Well, you all loved my husband's post last week so I'm sorry to say you're stuck with me again.:) Don't worry...I'll post more from him soon. I don't know if you are sick of hearing my Africa stories and revelations yet but I still have more to share so I'm just going to do it. We saw so much and had so many amazing and heartbreaking encounters that I continue to think of things I want to process here.
We were driving back to the guest house on our last night in Soroti and Joseph, HopeChest's Uganda Country Director, wanted us to pull off on the side of the road so we could see a rock quarry. It was getting close to dusk and every night it was important that we be back at our guest home safe and sound before dark for safety reasons. Because of the late hour Joseph said that we could get off the bus at the quarry for 5 minutes and that was all the time we had because we needed to get back.
We pulled up to the quarry and here's what I saw...
There were children and women all over the place...sitting in the gravel and walking barefoot on the sharp rocks. This was their life every day. Mothers and grandmothers brought their children and grandchildren with them to the quarry so they could break up large pieces of rock to make money. In some of the pictures above you can see yellow buckets with broken up rock in them - it would take a strong, healthy woman all day to fill up one of those buckets. She would in turn sell it for approximately 80 cents to people who want to use the gravel to make the roads in Uganda. 80 CENTS a day for hard, tiring work. Can you imagine??? Can you imagine the desperation of a woman who has to feed her children and this is her only option? The women bring their older children to the quarry to care for the younger kids (like you see in the picture of the girl with the baby on her back). This means that they don't go to school and won't get an education.
I can't really describe the rock quarry to you and the pictures don't capture it all. It was a dark, dirty, hot, depressing sea of gray rock. I couldn't get over the number of little kids that kept popping out from behind rocks. I couldn't believe that this was what they had to look forward to everyday. Some of the older kids (maybe 6 and up) would help their moms by carrying over the larger rocks for her to break up. I just kept thinking...what if this was my six year old hanging out here all day, breathing in the gravel dust? Can I blame these women for bringing their kids there everyday? Absolutely not. If my choice was to break rocks for 80 cents a day so I could purchase a little food for my children or watch them go hungry I'd be breaking rock too. Did you notice in one of those pictures that the woman's feet are red and bloody? Can you imagine walking on those hot, sharp rocks every day? What these women were doing for their children and likely children who were not even their own was amazing. There was no complaining. They just sat there and pounded away with their pitiful little tools trying to break the rock. It made me want to weep. It was heart breaking.

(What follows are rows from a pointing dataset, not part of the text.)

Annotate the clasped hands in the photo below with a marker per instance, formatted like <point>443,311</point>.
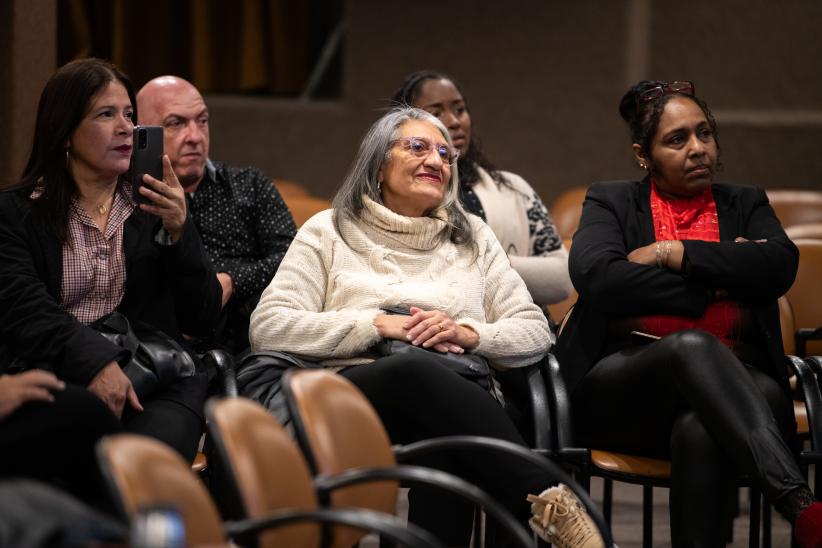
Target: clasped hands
<point>427,328</point>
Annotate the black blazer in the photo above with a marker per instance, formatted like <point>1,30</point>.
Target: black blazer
<point>173,288</point>
<point>616,219</point>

All we had left at this point on the bus were Dum Dum suckers so we pulled them out and gave them to the kids. I wish I had a picture of their faces eating those suckers...they were precious. I later found out from one of the women traveling with us that those suckers were probably the only "sweet treat" they'd ever had in their life. Their faces just lit up. How sad...a Dum Dum sucker that my kids would think was no big deal was probably the highlight of their month.
Five minutes certainly did not feel like adequate time to talk with the women and children but it was all we had. We got back on the bus to head home. My heart was heavy over what I had seen as I sank down into my seat. The bus lurched and then died. It wouldn't start. I wasn't worried at first but then I saw how concerned Joseph was about it and realized that this could be bad. All week Joseph had been so insistent about us being safe and sound at our guest house before dark and here we were with a huge African thunderstorm brewing, out in the middle of nowhere with the sun going down and a bus that was going nowhere.
The children all gathered around the bus once they realized that we weren't leaving after all. We had our windows down and were talking to them and watching them enjoy their suckers while the guys worked on the bus. About five minutes into all this I started to actually get scared. I was picturing us stuck at this rock quarry all night in a storm...totally susceptible to whatever or whoever.
I turned around in my seat to one of the guys traveling with us. Somehow he had managed to have internet on his iphone all week. I asked him if maybe he could ask people to pray for us - that the bus would start and we would be kept safe. I'll never EVER forget what he said so kindly and gently. He looked at me and said "I think I'd rather ask people to pray for the people outside our bus right now who have to come here every day". I said something profound like "good point" and turned back around in my seat.
I felt like I'd been hit in the stomach. Tears stung my eyes. Here I sat in the comfort and relative safety of my bus having just moments ago come face to face with people in extreme poverty and dire circumstances...and my concern was immediately for myself. Immediately.
I'll never forget that moment and the revelation I had that night. How quickly I turn toward myself! What a good reminder of the fickleness of my own heart and my utter need for God to help turn my eyes and heart toward others first. So, tonight as I write this I am praying for these people who are struggling so much right now. I am asking God to provide for them, to give them peace in the midst of incredibly difficult circumstances and to continue to turn my heart of stone into one that loves as He does.